An illuminating read for anyone interested in the inner workings of the Catholic Church; for prelate-fiction superfans, it...

Harris, creator of grand, symphonic thrillers from Fatherland (1992) to An Officer and a Spy (2014), scores with a chamber piece of a novel set in the Vatican in the days after a fictional pope dies.

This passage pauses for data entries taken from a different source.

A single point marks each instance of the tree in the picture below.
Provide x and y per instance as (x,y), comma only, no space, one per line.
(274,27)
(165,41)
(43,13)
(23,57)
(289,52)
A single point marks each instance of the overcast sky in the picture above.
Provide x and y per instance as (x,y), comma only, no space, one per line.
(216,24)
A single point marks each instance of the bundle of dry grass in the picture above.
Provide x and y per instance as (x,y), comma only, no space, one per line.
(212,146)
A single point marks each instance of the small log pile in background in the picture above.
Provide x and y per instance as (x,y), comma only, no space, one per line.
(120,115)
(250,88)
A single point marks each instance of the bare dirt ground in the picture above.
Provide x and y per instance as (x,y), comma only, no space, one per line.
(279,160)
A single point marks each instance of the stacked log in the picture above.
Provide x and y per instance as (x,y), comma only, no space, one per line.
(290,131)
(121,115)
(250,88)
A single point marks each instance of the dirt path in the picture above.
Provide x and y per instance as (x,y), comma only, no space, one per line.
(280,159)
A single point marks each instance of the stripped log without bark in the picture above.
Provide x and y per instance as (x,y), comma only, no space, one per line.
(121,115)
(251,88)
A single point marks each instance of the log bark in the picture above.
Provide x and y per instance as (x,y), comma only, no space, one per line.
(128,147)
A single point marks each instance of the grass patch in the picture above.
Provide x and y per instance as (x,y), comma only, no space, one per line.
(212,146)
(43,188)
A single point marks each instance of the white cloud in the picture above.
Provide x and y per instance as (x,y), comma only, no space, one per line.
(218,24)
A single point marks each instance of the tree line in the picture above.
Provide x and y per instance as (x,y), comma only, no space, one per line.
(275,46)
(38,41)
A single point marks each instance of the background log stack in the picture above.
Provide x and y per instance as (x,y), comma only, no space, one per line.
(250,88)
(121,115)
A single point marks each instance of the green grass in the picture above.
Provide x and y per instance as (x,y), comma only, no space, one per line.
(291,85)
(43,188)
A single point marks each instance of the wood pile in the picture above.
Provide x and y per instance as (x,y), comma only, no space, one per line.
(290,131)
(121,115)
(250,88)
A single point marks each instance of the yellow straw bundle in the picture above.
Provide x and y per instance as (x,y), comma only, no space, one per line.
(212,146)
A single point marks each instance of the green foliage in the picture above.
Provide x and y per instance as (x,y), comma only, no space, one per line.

Fictional, yes, but the nameless pontiff has a lot in common with our own Francis: he’s famously humble, shunning the lavish Apostolic Palace for a small apartment, and he is committed to leading a church that engages with the world and its problems. In the aftermath of his sudden death, rumors circulate about the pope’s intention to fire certain cardinals. At the center of the action is Cardinal Lomeli, Dean of the College of Cardinals, whose job it is to manage the conclave that will elect a new pope. He believes it is also his duty to uncover what the pope knew before he died because some of the cardinals in question are in the running to succeed him. “In the running” is an apt phrase because, as described by Harris, the papal conclave is the ultimate political backroom—albeit a room, the Sistine Chapel, covered with Michelangelo frescoes. Vying for the papal crown are an African cardinal whom many want to see as the first black pope, a press-savvy Canadian, an Italian arch-conservative (think Cardinal Scalia), and an Italian liberal who wants to continue the late pope’s campaign to modernize the church. The novel glories in the ancient rituals that constitute the election process while still grounding that process in the real world: the Sistine Chapel is fitted with jamming devices to thwart electronic eavesdropping, and the pressure to act quickly is increased because “rumours that the pope is dead are already trending on social media.”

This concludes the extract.